The pump on the Fluval chi is far to noisy lately so i think i'm going to give it an overall.. right now i have a DIY led light above it and was looking at something a little cleaner.

For the lighting i'm thinking of Finnex fugeray 10" or the EcoPico led arm. Does anyone have any experience with either of those?

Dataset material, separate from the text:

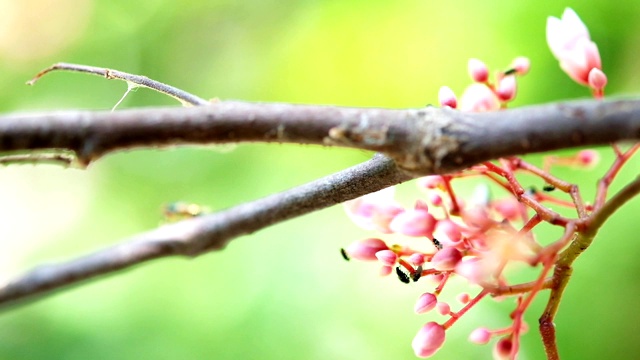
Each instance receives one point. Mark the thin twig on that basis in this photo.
(142, 81)
(210, 232)
(424, 141)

Filtration... TBD.. either a HOB or mini canister. Any recommendations?


----------



## Youmakemesohappy

I had 2 EcoPico strips, they are nice but a bit pricy for what it is imo.
I have read lots of good reviews about Fugeray so I'd personally go with one or two of them,
or even an Eheim Led


----------



## shift

I totaled it up and the EcoPico would have been 82$ all said and done.. it looks nice but thats a little pricey for what it is
The finnex would be 52$ shipped which is a little better and probally the winner *edit thanks Youmakemesohappy i just ordered the Finnex 


Next question on a mini canister (or something small and quiet for a filter)...
So far finnex px 360 looks nice but i cant find any in canada
Other option may be the zoo med 501.

Is there any other nice, good options (ideally in canada) that is not to expensive?


----------



## shift

So option 1. Add a second sponge filter to my 10g fry/shrimp tank and steal the aq20. Option 2 find a decently cheap canister. Most of the good cheap nano canisters ones have been in the US so far..


----------



## Reckon

There are couple threads referring to the Tom Rapids mini canister. A few guys here seem to like it. Perhaps try a search and see what you think of it? I don't own one so I can't provide a recommendation.


----------